Jodi Nerell

Jodi Nerell
Jodi Nerell likes to be in the trenches.
“I’m not a desk person. I love being in the community. I love connecting with people,” said Jodi, Director of Behavioral Integration for Sacramento Covered, the nonprofit agency at the center of the capital city’s ambitious efforts to reduce homelessness.
That’s a key reason why Jodi so eagerly took her current job helping to launch the City of Sacramento’s Whole Person Care initiative, a federally funded pilot program (also called Pathways to Health + Home) led by Jodi’s organization that wraps people experiencing homelessness, particularly those with mental illness or substance use issues, with services designed to keep them sheltered and in better health.
That work has strengthened Jodi’s sense that most people do not appreciate the challenges faced by her clients, whose backgrounds are typically filled with hugely adverse experiences and more often than not are complicated by chronic medical conditions, mental illness, and substance use disorders.
“All the folks we interact with have led tumultuous lives. We should celebrate their resilience,” Jodi said. “I am in such awe. They have so many social determinants against them.”
Raised in the small Central Valley farming town of Los Banos, Jodi has her own turbulent family past, and an intrinsic interest in behavioral health. Though she originally thought she wanted to be an obstetrician so she could deliver babies, she realized while attending California Polytechnic State University in San Luis Obispo that she could not stand the sight of blood and instead gravitated to psychology, which seemed to answer some questions she had about how people could care and also wreak havoc.
“I fell in love with the curriculum and the exploration of mind. I’ve been toying with that my whole life,” she said.
Jodi, who graduated with a degree in family psychology, still remains interested in theories she learned in college about child-parent attachment and the implications for later life trajectories.
“Everything we do at Sacramento Covered is built around behavioral health and trauma acknowledgement and response,” she said.
Jodi went on to work at First Place Fund For Youth, an Oakland nonprofit that helps support foster kids transitioning to independent living, and to get a masters in social work from San Francisco State University.
That was followed by a stint managing a homeless shelter in Santa Cruz and an extended trip to Guatemala to learn Spanish, after which Jodi landed in Sacramento as program manager at El Hogar, a provider of outpatient mental health services for homeless people.
Several years later, Jodi was recruited to be the interim director of behavioral health at Communicare Health Centers by Karen Larsen, the woman who today is her partner. Karen, now Director of Yolo County’s Health and Human Services Agency, was previously profiled as a Steinberg Institute “Champion” herself (see here).
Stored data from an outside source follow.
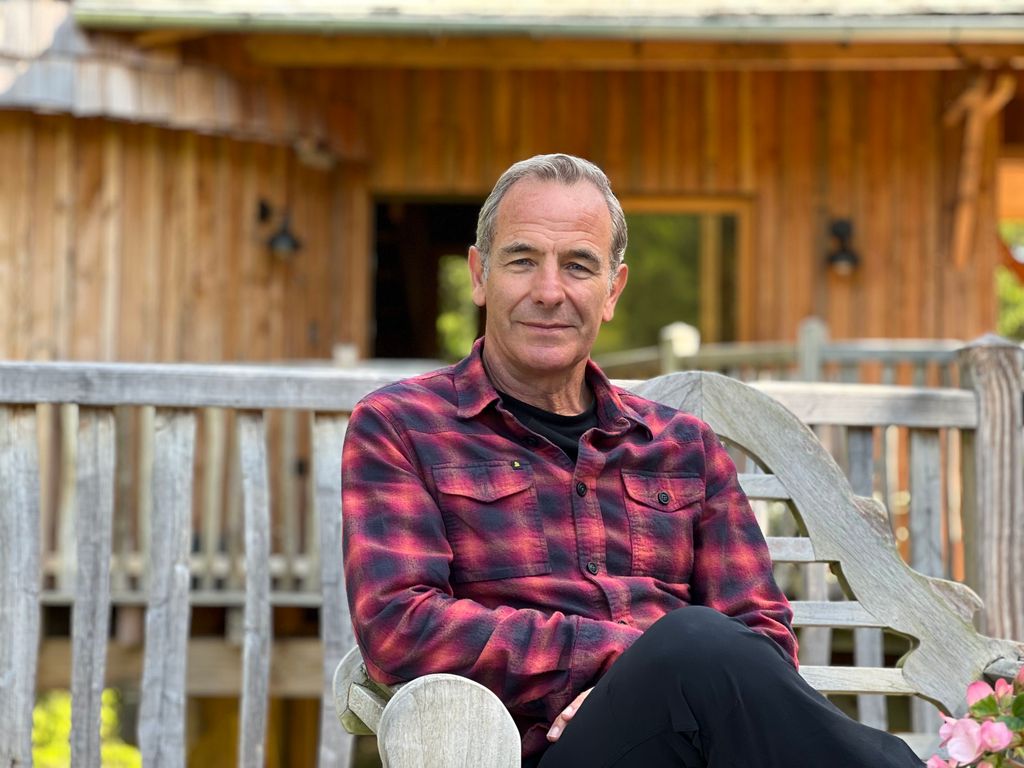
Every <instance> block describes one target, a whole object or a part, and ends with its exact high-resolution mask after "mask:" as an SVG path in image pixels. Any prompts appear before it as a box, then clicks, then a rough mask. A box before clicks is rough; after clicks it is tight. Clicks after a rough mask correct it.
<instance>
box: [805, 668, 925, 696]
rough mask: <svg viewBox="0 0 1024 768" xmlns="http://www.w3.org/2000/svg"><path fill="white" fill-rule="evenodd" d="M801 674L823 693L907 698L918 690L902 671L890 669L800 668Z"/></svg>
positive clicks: (811, 683)
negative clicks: (915, 691)
mask: <svg viewBox="0 0 1024 768" xmlns="http://www.w3.org/2000/svg"><path fill="white" fill-rule="evenodd" d="M800 674H801V676H802V677H803V678H804V680H806V681H807V682H808V683H810V684H811V686H812V687H814V688H815V689H816V690H818V691H821V692H822V693H884V694H886V695H905V694H907V693H913V692H914V691H915V688H914V686H913V685H912V684H910V683H909V682H907V680H906V677H905V676H904V674H903V672H902V671H901V670H893V669H889V668H887V667H877V668H870V667H811V666H807V667H805V666H803V665H801V667H800Z"/></svg>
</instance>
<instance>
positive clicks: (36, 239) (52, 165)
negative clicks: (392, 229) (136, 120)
mask: <svg viewBox="0 0 1024 768" xmlns="http://www.w3.org/2000/svg"><path fill="white" fill-rule="evenodd" d="M0 168H3V169H4V171H3V173H0V358H22V359H24V358H31V359H66V358H67V359H94V360H114V359H120V360H151V361H158V360H165V361H170V360H197V361H205V360H222V359H224V360H247V359H261V360H265V359H281V358H294V357H330V356H331V349H332V345H333V344H334V343H335V342H337V341H352V340H356V337H359V336H361V335H365V330H361V329H365V326H366V323H367V319H366V317H365V314H366V301H365V300H364V301H361V302H358V303H357V305H356V310H357V311H358V312H360V313H361V314H360V315H359V316H355V315H353V313H352V311H350V310H349V309H348V307H350V306H351V305H352V302H346V301H344V300H343V296H342V293H343V286H344V285H346V284H347V285H351V282H349V281H347V280H346V278H347V276H349V273H351V272H352V269H351V268H349V267H344V266H343V263H344V261H345V258H346V253H348V252H350V251H352V250H354V249H353V248H352V247H350V246H349V245H348V244H349V243H350V241H351V238H352V237H353V236H352V232H353V230H354V232H355V236H356V237H359V238H366V237H367V231H366V228H367V227H366V225H365V224H361V223H360V224H359V225H358V226H354V227H353V226H345V224H346V223H347V222H348V219H349V217H350V216H351V215H353V214H354V215H361V216H364V217H365V216H366V215H368V214H367V212H366V211H365V210H360V209H359V208H358V201H359V199H360V195H359V188H360V187H359V186H354V187H353V185H352V184H351V183H350V182H343V178H345V177H346V174H343V173H341V172H339V168H341V166H336V167H335V169H334V170H316V169H313V168H310V167H307V166H305V165H302V164H301V163H298V162H296V161H295V159H294V156H293V154H292V153H291V152H289V151H288V150H287V148H285V147H281V146H272V145H269V144H262V143H256V142H244V141H234V140H231V139H228V138H224V137H213V136H201V135H197V134H194V133H188V132H180V131H170V130H164V129H159V128H154V127H145V126H138V125H131V124H126V123H116V122H108V121H101V120H75V119H72V118H67V117H45V116H36V115H30V114H28V113H12V112H0ZM260 199H265V200H266V201H268V202H269V203H270V204H271V206H273V208H274V210H275V211H276V215H275V217H274V219H273V220H272V221H270V222H268V223H263V224H261V223H259V222H258V221H257V201H258V200H260ZM289 199H291V200H292V201H293V215H292V228H293V231H294V232H295V233H296V236H297V237H298V238H299V239H300V240H301V241H302V250H301V252H300V253H299V254H297V255H296V256H295V257H294V258H292V259H291V260H289V261H287V262H286V261H281V260H280V259H275V258H274V257H272V256H271V255H270V254H269V252H268V250H267V249H266V247H265V241H266V239H267V238H268V237H269V234H270V233H271V232H272V231H273V229H274V228H275V226H276V225H278V223H279V221H280V218H279V216H280V213H281V211H283V210H284V207H285V205H286V201H287V200H289ZM353 201H354V202H353ZM359 249H360V250H366V245H365V243H360V244H359ZM356 276H357V275H356ZM364 293H365V292H364Z"/></svg>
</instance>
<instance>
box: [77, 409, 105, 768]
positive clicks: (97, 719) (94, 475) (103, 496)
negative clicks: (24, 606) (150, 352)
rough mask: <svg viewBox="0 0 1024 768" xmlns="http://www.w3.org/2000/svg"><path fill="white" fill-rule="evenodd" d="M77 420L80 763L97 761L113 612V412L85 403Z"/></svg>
mask: <svg viewBox="0 0 1024 768" xmlns="http://www.w3.org/2000/svg"><path fill="white" fill-rule="evenodd" d="M78 423H79V427H78V472H77V478H78V480H77V483H76V499H77V507H78V509H77V514H76V517H75V522H76V525H75V527H76V539H77V541H78V547H77V552H78V566H77V570H76V573H77V578H76V580H75V608H74V610H73V611H72V646H73V651H72V682H71V694H72V720H71V723H72V725H71V754H72V763H73V764H75V765H76V766H79V765H82V766H99V764H100V760H99V719H100V711H101V709H102V693H103V675H104V672H105V667H106V635H108V630H109V627H110V614H111V534H112V521H113V519H114V466H115V457H114V454H115V424H114V412H113V411H98V410H94V409H86V408H83V409H80V410H79V414H78Z"/></svg>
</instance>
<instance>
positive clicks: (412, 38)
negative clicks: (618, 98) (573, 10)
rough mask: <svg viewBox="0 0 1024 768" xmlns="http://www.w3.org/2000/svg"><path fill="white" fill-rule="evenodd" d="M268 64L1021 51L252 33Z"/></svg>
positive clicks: (759, 57)
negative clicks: (258, 34)
mask: <svg viewBox="0 0 1024 768" xmlns="http://www.w3.org/2000/svg"><path fill="white" fill-rule="evenodd" d="M244 45H245V48H246V50H247V51H248V53H249V55H250V56H251V57H252V58H253V59H254V60H255V61H257V62H259V63H263V65H268V66H272V67H352V68H362V67H366V68H370V67H387V68H392V67H397V68H431V69H464V68H479V69H485V70H495V69H499V70H504V69H516V70H553V69H557V70H563V69H566V68H569V69H574V70H737V69H740V70H810V69H813V70H822V69H825V70H829V69H837V70H962V69H965V68H966V67H969V66H982V67H998V66H1017V65H1022V63H1024V44H1020V43H1012V44H973V45H972V44H965V45H955V46H954V45H949V44H945V43H920V44H908V43H850V44H843V43H830V42H822V43H730V42H691V41H679V40H593V39H582V38H556V37H543V38H538V37H525V36H504V37H484V36H481V37H441V36H436V37H429V36H423V35H417V36H412V35H404V36H403V35H358V36H356V35H344V36H342V35H324V36H310V35H249V36H247V37H246V38H245V44H244Z"/></svg>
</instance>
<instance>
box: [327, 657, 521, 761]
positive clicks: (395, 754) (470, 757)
mask: <svg viewBox="0 0 1024 768" xmlns="http://www.w3.org/2000/svg"><path fill="white" fill-rule="evenodd" d="M334 703H335V711H336V712H337V713H338V719H339V720H341V724H342V726H344V728H345V730H347V731H348V732H349V733H357V734H371V733H376V734H377V744H378V750H379V751H380V756H381V762H382V763H383V765H384V767H385V768H480V766H488V768H490V767H492V766H493V767H494V768H519V764H520V743H519V731H518V729H517V728H516V726H515V723H514V722H513V721H512V716H511V715H509V713H508V710H506V709H505V706H504V705H503V703H502V702H501V700H500V699H499V698H498V696H496V695H495V694H494V693H492V692H490V691H489V690H487V689H486V688H484V687H483V686H482V685H480V684H479V683H476V682H473V681H472V680H469V679H468V678H464V677H459V676H458V675H426V676H424V677H421V678H418V679H416V680H413V681H412V682H410V683H404V684H402V685H398V686H394V687H393V688H387V687H385V686H381V685H379V684H378V683H376V682H374V681H373V680H371V679H370V678H369V676H368V675H367V672H366V667H365V666H364V665H362V658H361V657H360V656H359V651H358V649H357V648H353V649H352V650H350V651H349V652H348V653H347V654H346V655H345V657H344V658H343V659H342V660H341V663H340V664H339V665H338V668H337V669H336V670H335V674H334Z"/></svg>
In her role at Communicare, Jodi and staff visited encampments along the streets and levees, taking the clinic to the people. Seeing a need, Jodi also co-created an expedited social security enrollment program for adults experiencing homelessness that received federal recognition.
“It was a perfect fit,” she said of the job.
Several more years later, Jodi became behavioral health director at Sacramento’s venerable WellSpace Health, which focuses on providing healthcare to young people as well as mental health and behavioral health services to underserved populations.
It was a big job, but Jodi shined, and in 2015 she was offered the position of senior program health coordinator with the Sacramento County Department of Health and Human Services. There she was responsible for programs serving all age groups, and she helped start a pediatric mental health program.
Then in October of 2017 came the opportunity Jodi could not pass up: After the county decided not to apply for a Whole Person Care grant, Sacramento, led by Mayor Darrell Steinberg, became only city in the state to win one. The city got a four-year, $32-million award, which was matched by $2 million in city money and $30 million in private money, most coming from healthcare systems that included Sutter Health, Dignity, UC Davis and Kaiser Permanente.
Since then, Jodi’s team of 13 community health workers has helped house nearly 300 people, including 115 placed in permanent supportive housing for people with mental illness; enrolled more than 1,200 people in primary healthcare programs; and reconnected nearly 100 people with their social security accounts, which turned Medi-Cal back on for them and in some cases secured thousands of dollars in back benefits.
Much remains to be done, and the challenges are immense: A city-run triage shelter will be closing soon for the summer season, making it much harder to help people experiencing homelessness, many of them elderly and vulnerable to abuse. Permanent housing remains in short supply.
Jodi is heartened, however, by the increasing attention that top state government officials, notably California’s new Surgeon General Nadine Burke-Harris, are giving to the long lasting effects that trauma can have on children, and on the increasing awareness of how pervasive mental health and substance use disorder issues are in society.
Ultimately, Jodi hopes that members of the general public will consider the people she seeks to help at Sacramento Covered in a kinder light.
“We are trying to change the narrative around what people see,” she said.